= Franz Ernst Heinrich Spitzner =

German philologist (1787–1841)

Franz Ernst Heinrich Spitzner (October 31, 1787 - July 2, 1841) was a German educator and philologist who specialized in Homeric studies. He was born in Trebitz, Saxony-Anhalt.

He studied theology and philology at the University of Wittenberg, where he was student of Christian Lobeck (1781–1860). In 1811 he became conrector at the Lyceum at Wittenberg, where two years later he was appointed rector.
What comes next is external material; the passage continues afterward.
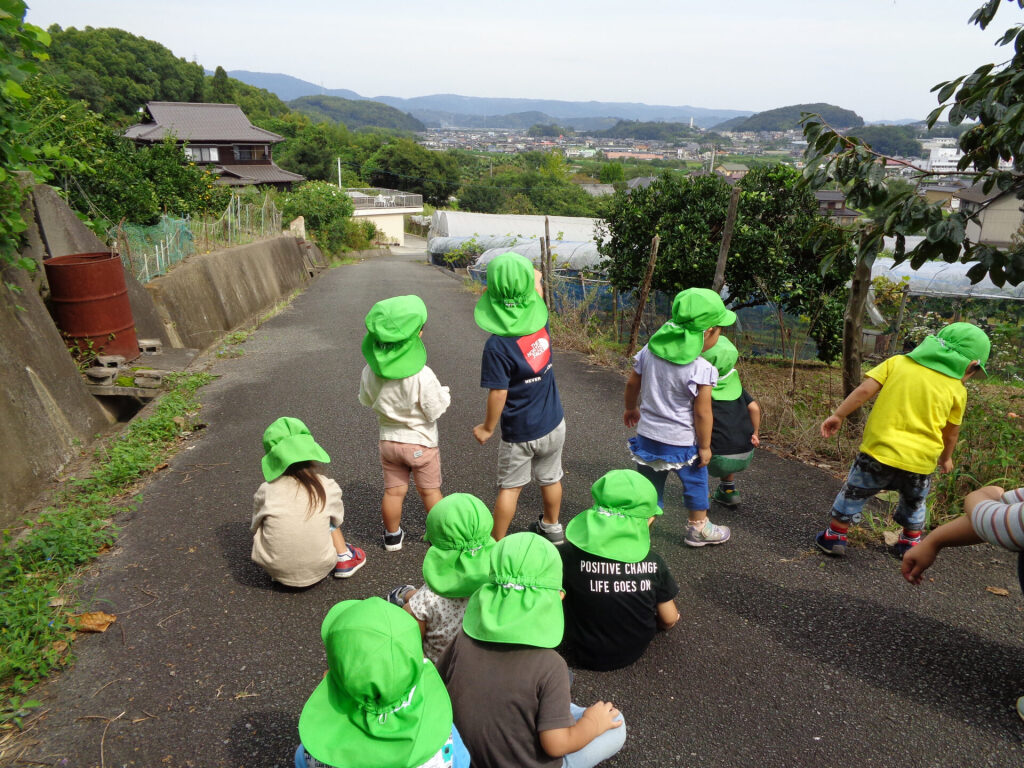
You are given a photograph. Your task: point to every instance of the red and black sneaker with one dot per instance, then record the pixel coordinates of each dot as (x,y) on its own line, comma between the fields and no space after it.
(832,542)
(904,543)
In 1820 he relocated to the Gymnasium at Erfurt, and in 1824 returned to his former position at the Wittenberg Lyceum.

== Published works ==
Spitzner's work on Greek prosody was translated into English and published in 1831 as "Elements of Greek Prosody". He was an editor of Köppen's "Erklärende Anmerkungen zu Homers Ilias" (Explanatory notes on Homer's Iliad). Other noted works by Spitzner are:
- Observationes criticae in Apollonii Rhodii Argonautica, 1810.
- De versu graecorum heroico maxime Homerico, 1816 (with Friedrich Traugott Friedemann).
- Geschichte des Gymnasiums und der Schulanstalten zu Wittenberg, (History of gymnasiums and school institutions in Wittenberg), 1830.
- Observationes criticae et grammatica in Quinti Smyrnaei Posthomerica, 1837.